Antonio Belmonte

Personal information
- Full name: Juan Antonio Belmonte Domínguez
- Date of birth: 29 January 1953
- Place of birth: Almería, Spain
- Date of death: 5 September 2020 (aged 67)
- Place of death: Almería, Spain
- Position(s): Forward

Youth career
- Arenas
- Pavía
- Real Madrid

Senior career*
- Years: Team / Apps / (Gls)
- 1971–1980: Real Madrid Aficionados
- 1972–1973: → Gimnàstic (loan) / 4 / (0)
- 1973–1976: → AD Almería (loan)
- 1976–1977: → Algeciras (loan)
- 1977–1978: → Calvo Sotelo (loan) / 34 / (5)
- 1978–1980: → Tenerife (loan) / 63 / (11)
- 1980–1981: Lorca Deportiva
- 1981–1982: Gandía
- 1982–1983: Poli Ejido
- 1983–1984: Poli Almería
- 1984–1985: Baza
- Total:  / 101 / (16)

Managerial career
- Pavía
- Campohermoso
- 1990: Almería CF
- Poli Almería

= Antonio Belmonte =

Spanish footballer and manager (1953–2020)

Juan Antonio Belmonte Domínguez (29 January 1953 — 5 September 2020) was a Spanish former footballer and manager. He played as a forward.

==Career==
Born in Almería, Andalusia, Belmonte joined Real Madrid's youth setup from UD Pavía. After winning the 1971 Copa del Generalísimo Juvenil, he made his senior debut with the Aficionados team before joining Segunda División side Gimnàstic de Tarragona on loan in 1972.

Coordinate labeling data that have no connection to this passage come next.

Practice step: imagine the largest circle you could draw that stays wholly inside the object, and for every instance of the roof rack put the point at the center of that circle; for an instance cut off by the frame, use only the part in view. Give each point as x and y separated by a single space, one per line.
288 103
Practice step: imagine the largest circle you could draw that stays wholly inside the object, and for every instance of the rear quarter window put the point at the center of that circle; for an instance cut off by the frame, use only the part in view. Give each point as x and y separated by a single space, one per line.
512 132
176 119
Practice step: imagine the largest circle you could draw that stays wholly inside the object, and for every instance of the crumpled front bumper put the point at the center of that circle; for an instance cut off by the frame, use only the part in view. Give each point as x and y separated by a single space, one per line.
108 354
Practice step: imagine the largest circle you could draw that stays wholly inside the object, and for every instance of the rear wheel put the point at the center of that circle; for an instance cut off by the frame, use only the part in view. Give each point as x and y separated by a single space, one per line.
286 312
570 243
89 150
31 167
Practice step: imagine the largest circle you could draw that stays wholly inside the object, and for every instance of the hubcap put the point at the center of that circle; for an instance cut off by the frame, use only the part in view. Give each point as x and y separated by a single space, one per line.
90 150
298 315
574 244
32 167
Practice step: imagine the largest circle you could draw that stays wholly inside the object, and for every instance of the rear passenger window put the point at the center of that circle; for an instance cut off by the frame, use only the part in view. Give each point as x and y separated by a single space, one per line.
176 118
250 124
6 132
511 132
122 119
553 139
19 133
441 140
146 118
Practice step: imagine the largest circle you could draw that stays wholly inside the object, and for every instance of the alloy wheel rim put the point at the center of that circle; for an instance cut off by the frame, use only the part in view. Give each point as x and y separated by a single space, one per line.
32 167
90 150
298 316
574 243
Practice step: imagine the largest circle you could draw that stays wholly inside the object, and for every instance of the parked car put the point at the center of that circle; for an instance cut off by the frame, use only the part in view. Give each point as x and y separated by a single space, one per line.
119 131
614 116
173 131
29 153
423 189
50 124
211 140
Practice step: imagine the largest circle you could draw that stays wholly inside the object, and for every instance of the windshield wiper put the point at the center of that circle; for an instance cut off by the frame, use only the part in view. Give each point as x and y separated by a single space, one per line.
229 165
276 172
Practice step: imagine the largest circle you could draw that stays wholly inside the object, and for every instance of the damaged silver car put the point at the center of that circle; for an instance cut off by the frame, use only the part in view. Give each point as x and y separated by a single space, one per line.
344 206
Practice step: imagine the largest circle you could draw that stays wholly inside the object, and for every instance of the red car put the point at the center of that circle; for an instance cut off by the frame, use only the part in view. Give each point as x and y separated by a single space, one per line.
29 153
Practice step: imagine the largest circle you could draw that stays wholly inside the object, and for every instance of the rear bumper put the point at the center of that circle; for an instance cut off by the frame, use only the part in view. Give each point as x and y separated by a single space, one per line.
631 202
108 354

After struggling with injuries, Belmonte made his professional debut on 18 February 1973, starting in a 0–1 away loss against Elche CF. After only three further matches, he was loaned to Tercera División side AD Almería, where he featured regularly.

Belmonte subsequently served loans to Algeciras CF, CD Calvo Sotelo and CD Tenerife, leaving Real Madrid in 1980. He subsequently represented CF Lorca Deportiva, CF Gandía and Polideportivo Ejido before joining newly-formed side CP Almería in 1983; he also scored the latter's first goal of their history.

After helping Poli Almería in their promotion to the fourth division, Belmonte moved to CD Baza, where he retired. He subsequently became a manager, and worked at his former sides Pavía and Pol Almería, aside from CD Campohermoso and Almería CF.

==Death==
Belmonte died at the age of 67 on 5 September 2020, in his hometown.